Embora  ainda  enfrentem  dificuldades  na  sua  atual  fase  de  implantação,  a  maioria decorrentes   dos   entraves   político-administrativos   e   das   limitações   financeiras, acreditamos que os Planos de Ação, ao se contrapor aos modelos mais tradicionais de planejamento urbano, podem ser o início de uma inflexão do planejamento das cidades para um rumo mais eficaz no seu papel transformador, conseguindo dar conta um pouco melhor da enorme variedade de problemas colocados ao longo deste artigo.

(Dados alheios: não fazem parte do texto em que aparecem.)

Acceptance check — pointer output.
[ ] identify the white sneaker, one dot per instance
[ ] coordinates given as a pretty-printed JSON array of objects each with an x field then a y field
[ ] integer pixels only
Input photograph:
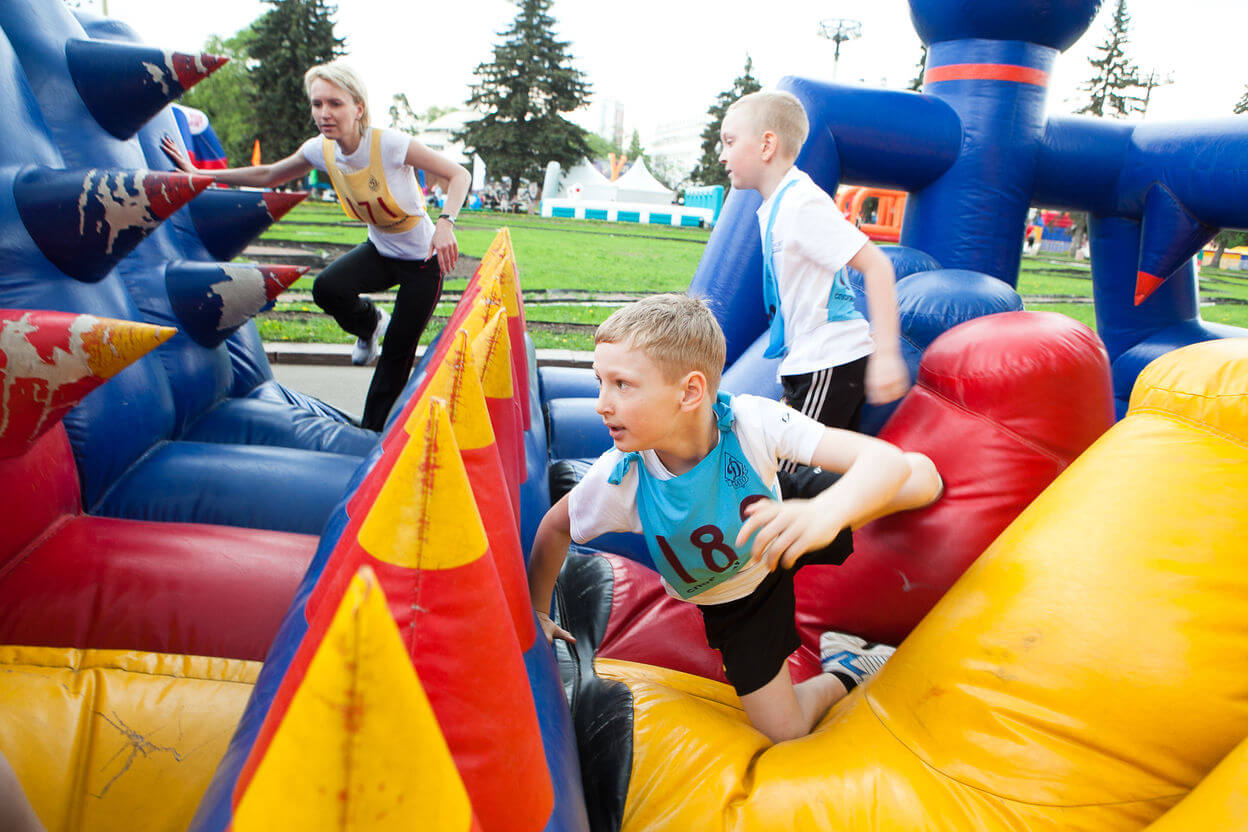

A verdade é que ainda estamos, no Brasil,  longe de poder nos orgulhar de algum avanço significativo nas políticas urbanas que promovam uma real democratização das cidades e o fim da extrema exclusão sócio-espacial. Como se viu neste artigo, os problemas são gigantescos  e  complexos,  pois  a  cidade  é  um  espaço  de  somatização  de  todos  os conflitos sociais. Entretanto, é inegável que talvez estejamos vivendo hoje um dos mais promissores  momentos  para  que  mudanças  mais  significativas  venham  a  ocorrer.  O Ministério das Cidades é um exemplo, assim como a legião de técnicos envolvidos pela causa do direito à cidade justa e democrática, e que trabalham no dia-a-dia da máquina pública das administrações de esquerda espalhadas pelo país, tentando melhorá-la e vencer os constantes obstáculos jurídicos, políticos e burocráticos que nunca param de surgir.  Temos sem dúvida, todos os envolvidos  nessa temática,  a obrigação  de nos implicar, cada um à sua maneira, neste esforço por um planejamento urbano socialmente mais justo e democrático.